Le balata est un très grand arbre de 30 à 40 m. de hauteur qui est utilisé pour la construction de ponts, de platelages, pour réaliser de grosses charpentes. Mais il produit aussi une gomme qui fut exploitée, avec succès, au siècle dernier.
« La gomme du balata a servi à des applications industrielles au moment où ont été développés les câbles sous-marins. On avait besoin d’une gomme très isolante pour pouvoir transporter l’électricité et protéger les câbles à l’intérieur des océans […] La Guyane française a été la dernière à s’y mettre de tout le plateau des Guyanes où l’on trouvait cet arbre. L'espèce était très présente au Suriname, au Guyana, au Venezuela et la Guyane française avec son contexte particulier d’être une colonie pénitentiaire à la fin du 19e et où les industriels s’intéressaient surtout à l’or, s’y est mise un peu tardivement par rapport à ses voisins. »
Selon la conférencière, cela a été une filière prospère mais davantage pour les Surinamais en lien avec de nombreux trafics autour de cette activité. La période principale de l’exploitation du balata s’est arrêtée dans les années 20 après un pic en 1916 :
« Cela a repris dans les années 60 à l’initiative d’un entrepreneur aluku qui travaillait avec un fournisseur installé au Suriname. Cela a duré une décennie et cela a permis à la société aluku d’accéder, notamment, à des moteurs pour les pirogues. Cela s’est terminé avec l’arrêt des activités du fournisseur surinamais »
Difficile d’imaginer une reprise de l’activité dans le balata souligne Delphine Ménoret : « Le balata est arbre qui ne pousse pas en plantation, il faut aller le chercher très loin dans la forêt. Le balatiste exerce un métier très dur et dangereux, il doit grimper au faîte des arbres, la technique de saignée qui permet de récupérer la gomme balata est périlleuse. »
Par ailleurs, la surexploitation en Asie, d’une espèce similaire, a conduit à des mesures de protection pour que cette ressource perdure en Guyane.
La recherchiste Delphine Ménoret est aussi une cheffe opérateur dans le cinéma, spécialisée dans les documentaires.
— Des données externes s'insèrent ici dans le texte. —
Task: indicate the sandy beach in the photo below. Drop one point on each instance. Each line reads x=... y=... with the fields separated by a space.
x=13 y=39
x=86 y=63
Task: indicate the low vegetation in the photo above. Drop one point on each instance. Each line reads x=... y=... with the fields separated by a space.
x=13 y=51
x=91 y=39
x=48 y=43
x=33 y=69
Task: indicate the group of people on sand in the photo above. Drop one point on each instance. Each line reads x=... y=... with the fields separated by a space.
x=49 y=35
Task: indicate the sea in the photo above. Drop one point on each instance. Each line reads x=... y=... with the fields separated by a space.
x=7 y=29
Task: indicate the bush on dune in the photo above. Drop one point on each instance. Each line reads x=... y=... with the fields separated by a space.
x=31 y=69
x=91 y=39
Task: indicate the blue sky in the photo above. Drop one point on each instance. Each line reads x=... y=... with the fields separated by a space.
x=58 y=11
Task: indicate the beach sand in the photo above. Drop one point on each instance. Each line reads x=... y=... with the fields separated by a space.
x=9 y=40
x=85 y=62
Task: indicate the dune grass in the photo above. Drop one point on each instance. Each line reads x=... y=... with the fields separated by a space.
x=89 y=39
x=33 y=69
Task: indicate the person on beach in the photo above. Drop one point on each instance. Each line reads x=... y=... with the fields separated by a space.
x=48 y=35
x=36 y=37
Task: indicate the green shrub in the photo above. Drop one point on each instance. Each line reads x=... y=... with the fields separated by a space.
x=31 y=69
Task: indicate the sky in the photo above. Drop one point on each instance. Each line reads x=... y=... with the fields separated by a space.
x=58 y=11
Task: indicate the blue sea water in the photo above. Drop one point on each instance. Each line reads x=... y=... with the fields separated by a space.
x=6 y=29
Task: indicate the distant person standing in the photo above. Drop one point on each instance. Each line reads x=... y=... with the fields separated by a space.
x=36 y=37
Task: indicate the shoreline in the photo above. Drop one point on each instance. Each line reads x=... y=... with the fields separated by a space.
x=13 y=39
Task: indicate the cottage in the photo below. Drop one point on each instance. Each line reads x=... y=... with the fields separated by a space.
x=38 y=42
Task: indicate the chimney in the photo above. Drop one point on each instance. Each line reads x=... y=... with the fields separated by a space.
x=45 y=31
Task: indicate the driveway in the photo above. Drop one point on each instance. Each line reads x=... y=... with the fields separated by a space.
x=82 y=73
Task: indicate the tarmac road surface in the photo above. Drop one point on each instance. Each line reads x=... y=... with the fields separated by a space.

Elle a puisé ses sources aux archives de Guyane, de Saint-Laurent-du-Maroni, aux Anom (Archives nationales d'Outre Mer) à Aix en Provence, à la Chambre d’Industrie de Marseille et, de plus, a mené plusieurs entretiens sur le Haut Maroni avec Galmot Saïfa et d’autres anciens balatistes qui ont travaillé dans les années 60.